Kondisi seperti ini tidak lantas berhenti sampai pada menjelekan kandidat namun memicu kemarahan antar pendukung. Perdebatan dalam makna negatif tak dapat dihindarkan. Di media maya, segala umpatan dengan mudahnya dilancarkan. Di kehidupan nyata, antara satu orang dengan yang lain tidak saling bertegur sapa. Mereka memendam rasa amarah karena perbedaan pilihan politik yang berakibat saling menjelek-jelekkan.
Kondisi ini semakin menambah kesedihan manakala bangunan persaudaraan sudah lama diikat dalam beragam persamaan, akhirnya harus pupus karena perbedaan politik. Dalam internal agama Islam saja misalnya, bahkan dalam satu pemahaman akidah. Orang-orang NU misalnya, mereka saat ini tersebar di seluruh pasangan calon presiden dan wakil presiden (paslon capres dan cawapres). Dengan adanya penyebaran ini menjadikan satu dengan yang lainnya saling tidak akur. Lebih-lebih beragam pemicu datang dari berbagai arah.
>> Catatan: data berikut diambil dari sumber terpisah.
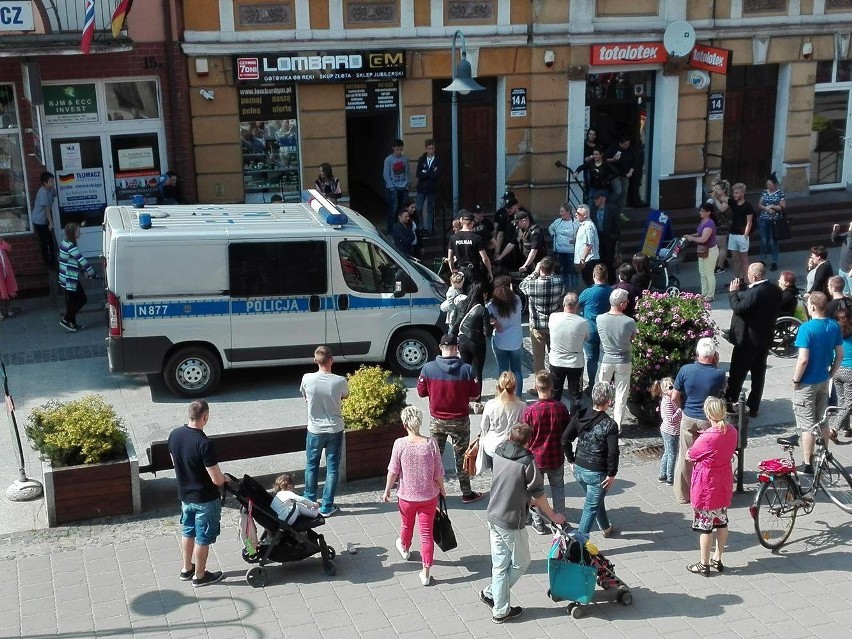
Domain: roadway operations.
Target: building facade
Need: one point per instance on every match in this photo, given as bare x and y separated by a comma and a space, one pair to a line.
777, 97
107, 124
Kondisi ini akan sulit dihindari karena para tokoh sentral pun memiliki perbedaan pilihan. Para tokoh sentral NU menyebar di tiga paslon capres dan cawapres. Mereka juga memiliki dasar kuat dalam memilih masing-masing. Sehingga, perbedaan dalam pilihan politik di tahun ini merupakan keniscayaan. Yang bisa diupayakan adalah perdamaian di tengah perbedaan.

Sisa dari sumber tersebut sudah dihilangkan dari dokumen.